Mientras no llegue ese momento, continúas ingiriendo esa pócima, varias veces al día. La bebes y esperas. Durante uno de los cada vez más frecuentes ataques, te miras al espejo y en silencio te dices que has de ser fuerte y continuar. Todo está preparado. Resiste un poco más. Disimula tu pánico y sigue adelante. Bebe, impertérrita, una vez más.
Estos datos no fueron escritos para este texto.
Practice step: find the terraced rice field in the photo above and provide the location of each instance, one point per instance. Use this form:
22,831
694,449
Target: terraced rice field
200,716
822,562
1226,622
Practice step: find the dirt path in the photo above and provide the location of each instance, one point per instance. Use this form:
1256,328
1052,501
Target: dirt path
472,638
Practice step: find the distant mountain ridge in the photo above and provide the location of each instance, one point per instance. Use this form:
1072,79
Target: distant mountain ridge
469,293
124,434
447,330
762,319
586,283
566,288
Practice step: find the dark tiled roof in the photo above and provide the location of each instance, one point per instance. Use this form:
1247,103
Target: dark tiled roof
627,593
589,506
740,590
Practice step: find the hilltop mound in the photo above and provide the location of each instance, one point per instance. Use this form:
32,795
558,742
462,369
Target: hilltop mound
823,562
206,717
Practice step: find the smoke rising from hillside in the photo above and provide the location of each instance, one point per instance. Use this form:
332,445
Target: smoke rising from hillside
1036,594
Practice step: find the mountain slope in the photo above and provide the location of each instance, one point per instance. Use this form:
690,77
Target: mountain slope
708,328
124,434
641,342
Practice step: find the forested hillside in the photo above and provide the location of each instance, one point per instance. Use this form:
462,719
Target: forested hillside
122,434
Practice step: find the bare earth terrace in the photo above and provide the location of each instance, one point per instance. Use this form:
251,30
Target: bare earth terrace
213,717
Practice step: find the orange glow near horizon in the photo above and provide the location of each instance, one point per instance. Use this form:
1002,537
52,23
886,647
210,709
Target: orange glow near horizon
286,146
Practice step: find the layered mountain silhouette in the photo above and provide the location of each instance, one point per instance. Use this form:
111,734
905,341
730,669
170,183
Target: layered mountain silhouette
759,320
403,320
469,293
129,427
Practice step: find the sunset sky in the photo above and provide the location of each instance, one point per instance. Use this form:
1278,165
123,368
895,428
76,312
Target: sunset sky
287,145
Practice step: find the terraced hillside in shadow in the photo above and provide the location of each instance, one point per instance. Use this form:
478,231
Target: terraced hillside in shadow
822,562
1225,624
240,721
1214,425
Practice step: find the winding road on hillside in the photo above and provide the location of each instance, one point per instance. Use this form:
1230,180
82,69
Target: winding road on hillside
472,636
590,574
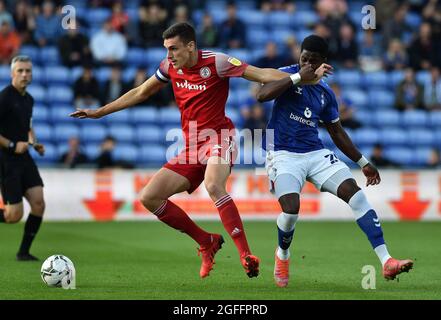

Confías el terrible secreto al hijo que amas. Procuras que su devoción por ti le lleve a traicionar a su padre. No hay ambición en su gesto, tan solo amor y sentido de la justicia. No estoy segura, Emperatriz, si en tu petición de ayuda a ese hijo que adoras no se esconde una nueva maniobra para herir al Emperador. Quieres verlo traicionado por quien debiera sucederle; vencido, en definitiva, por ti. Tu deseo de venganza es superior a tu amor de madre. Sin embargo, me resisto a condenarte: esos delicados dedos enfundados en oro no pueden empuñar una espada. Ni siquiera tu hijo a pie es capaz de vencer al Emperador sentado. No todavía, y tú ya no dispones de tiempo. Sólo puedes lanzar contra él a sus hijos: al virtual heredero, y a tu propia sangre.
Hay algo que ha escapado a tu cálculo, Emperatriz. Ni tú ni el Emperador habéis prestado atención a vuestro hijo pequeño. Es demasiado joven, aún inexperto. No os es útil. Pero él observa y espera, el corazón carcomido por una ambición desmedida y unos celos terribles. 
Bella, terrible y obstinada, no te inmutarás ante el destino de tu pequeño. Tú sólo vives esperando la llegada de tu primogénito, el arma de sangre y carne que  ya  dirige contra su padre el ejército de la flor dorada.